A new year with auspicious numeration. I thought last year was auspicious enough - acceptance to Berkeley at Yale Divinity School, leaving my job at Episcopal Community Services after 10 years, moving away from home like some adolescent and beginning graduate school in New Haven. In today's New York Times, Oliver Sacks wrote an opinion piece on making resolutions to challenge your mind because, even in older years, the brain can be expanded and even rewired by new learning. Well, Dr. Sacks, I think I have that one covered.

I look forward to returning for a second semester of studies at YDS but am grateful for one more week to relax and putz around the house, spending time with the dogs and the cat if not Tim, who is leaving for business in NC tomorrow. I have so appreciated these two weeks of sleeping in, napping, reading non-required books, visiting and catching up with friends and neighbors - all those things that keep a person sane and connected! I preached at St. James in Lancaster last weekend and will do so at St. Peter's in the Great Valley next Sunday, a fulfilling exercise of ministry that seems to affirm my vocational path even more so.

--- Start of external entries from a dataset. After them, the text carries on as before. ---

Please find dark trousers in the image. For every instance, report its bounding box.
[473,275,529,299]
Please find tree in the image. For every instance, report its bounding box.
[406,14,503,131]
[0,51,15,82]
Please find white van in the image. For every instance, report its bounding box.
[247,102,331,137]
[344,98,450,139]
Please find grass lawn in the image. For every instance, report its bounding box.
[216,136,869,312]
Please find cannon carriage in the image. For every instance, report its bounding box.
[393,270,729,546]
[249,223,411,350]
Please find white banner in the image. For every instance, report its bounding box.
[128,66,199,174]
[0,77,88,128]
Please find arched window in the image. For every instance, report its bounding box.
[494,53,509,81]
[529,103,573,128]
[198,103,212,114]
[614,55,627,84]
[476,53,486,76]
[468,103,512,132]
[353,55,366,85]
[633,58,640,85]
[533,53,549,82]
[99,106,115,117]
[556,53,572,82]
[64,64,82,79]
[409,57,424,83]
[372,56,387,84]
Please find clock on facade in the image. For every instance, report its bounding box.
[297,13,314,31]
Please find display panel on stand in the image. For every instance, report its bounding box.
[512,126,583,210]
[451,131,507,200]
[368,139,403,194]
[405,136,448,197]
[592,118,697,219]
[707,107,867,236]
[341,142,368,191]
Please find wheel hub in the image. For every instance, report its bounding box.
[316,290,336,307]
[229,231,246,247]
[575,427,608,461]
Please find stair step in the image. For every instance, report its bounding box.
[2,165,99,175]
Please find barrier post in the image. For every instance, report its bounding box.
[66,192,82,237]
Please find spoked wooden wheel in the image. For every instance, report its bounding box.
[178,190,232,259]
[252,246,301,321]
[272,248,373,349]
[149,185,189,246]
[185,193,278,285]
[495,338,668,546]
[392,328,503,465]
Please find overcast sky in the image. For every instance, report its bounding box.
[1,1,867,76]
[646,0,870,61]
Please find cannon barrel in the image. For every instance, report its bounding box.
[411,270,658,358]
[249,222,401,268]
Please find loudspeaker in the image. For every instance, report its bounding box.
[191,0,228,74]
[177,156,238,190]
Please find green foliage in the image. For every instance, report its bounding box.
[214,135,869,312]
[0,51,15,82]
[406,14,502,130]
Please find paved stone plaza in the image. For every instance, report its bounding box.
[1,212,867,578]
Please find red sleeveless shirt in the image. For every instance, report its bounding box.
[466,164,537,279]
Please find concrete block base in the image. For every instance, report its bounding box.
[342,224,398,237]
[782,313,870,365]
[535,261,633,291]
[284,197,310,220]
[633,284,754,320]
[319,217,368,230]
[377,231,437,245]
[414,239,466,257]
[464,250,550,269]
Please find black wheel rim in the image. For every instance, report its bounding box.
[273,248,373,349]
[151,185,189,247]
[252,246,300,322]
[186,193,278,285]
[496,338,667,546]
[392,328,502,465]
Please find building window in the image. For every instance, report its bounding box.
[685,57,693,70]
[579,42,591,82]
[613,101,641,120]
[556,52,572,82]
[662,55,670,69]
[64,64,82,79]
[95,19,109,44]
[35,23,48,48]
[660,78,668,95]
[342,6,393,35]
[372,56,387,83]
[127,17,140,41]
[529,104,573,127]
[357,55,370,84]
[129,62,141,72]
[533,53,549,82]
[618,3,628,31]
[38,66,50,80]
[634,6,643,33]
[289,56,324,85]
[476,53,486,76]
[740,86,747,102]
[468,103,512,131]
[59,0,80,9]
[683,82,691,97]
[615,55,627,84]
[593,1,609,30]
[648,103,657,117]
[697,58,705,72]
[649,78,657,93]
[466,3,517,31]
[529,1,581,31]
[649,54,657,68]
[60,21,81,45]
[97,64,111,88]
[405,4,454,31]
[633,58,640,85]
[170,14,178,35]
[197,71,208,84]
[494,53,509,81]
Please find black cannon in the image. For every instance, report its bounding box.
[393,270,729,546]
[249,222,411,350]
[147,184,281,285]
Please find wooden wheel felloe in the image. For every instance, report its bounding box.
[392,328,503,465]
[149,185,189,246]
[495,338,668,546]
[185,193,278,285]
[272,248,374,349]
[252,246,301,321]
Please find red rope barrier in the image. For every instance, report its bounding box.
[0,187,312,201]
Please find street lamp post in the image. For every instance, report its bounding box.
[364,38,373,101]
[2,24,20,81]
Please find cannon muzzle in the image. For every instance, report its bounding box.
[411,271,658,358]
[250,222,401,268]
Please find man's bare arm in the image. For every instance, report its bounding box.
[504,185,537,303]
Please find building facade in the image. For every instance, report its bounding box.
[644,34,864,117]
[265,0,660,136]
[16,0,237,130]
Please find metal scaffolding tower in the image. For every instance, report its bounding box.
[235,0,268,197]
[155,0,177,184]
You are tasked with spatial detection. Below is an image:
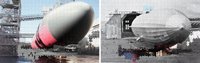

With all the wonderful experiences of this past year and anticipation of the year to come, I must confess that there is also great sadness in the turning of the years as I grieve that, with each new year, I am one year farther away from the time in which my son walked the earth. 2011 will bring the second anniversary of Seth's death, so this month of January will bring with it the painful memories of his final weeks both here with us and up in New York. I am that much distanced from being able to touch him or hear his beautiful voice, to be the butt of his jokes, or to be the one whose tears were "like kryptonite" to him. The life of a mother who has lost a child is filled with the knowledge that every joy will be tinged with sadness and every memory has the potential to completely undo her.

The good news is that this undoing is not permanent. Life does go on, and a good and beautiful life it is. I am so abundantly blessed with a fantastic husband, a wonderful daughter, affectionate dogs, more friends than I can count, a beautful home, the amazing opportunity to go to seminary and work toward a vocation as an ordained person in the Episcopal Church, and, yes, so much more. I am truly grateful for all of this. If only Seth were here to share it with me, life would be perfect. In his absence, though, I revel in the company of his friends and in their contact with me on Facebook or by e-mail. They continue to grow older while he will always be 24, but it helps to keep him close to me. So to Matt, Rachel, Erin, Mike, Teresa, Kimmie, Ricki, Sarah, Amanda, Janette, Jennafer, Sarah, Mackenzie, Ash, Dan, Josh and all the rest, thank you for being there for Seth and for me. I love you all.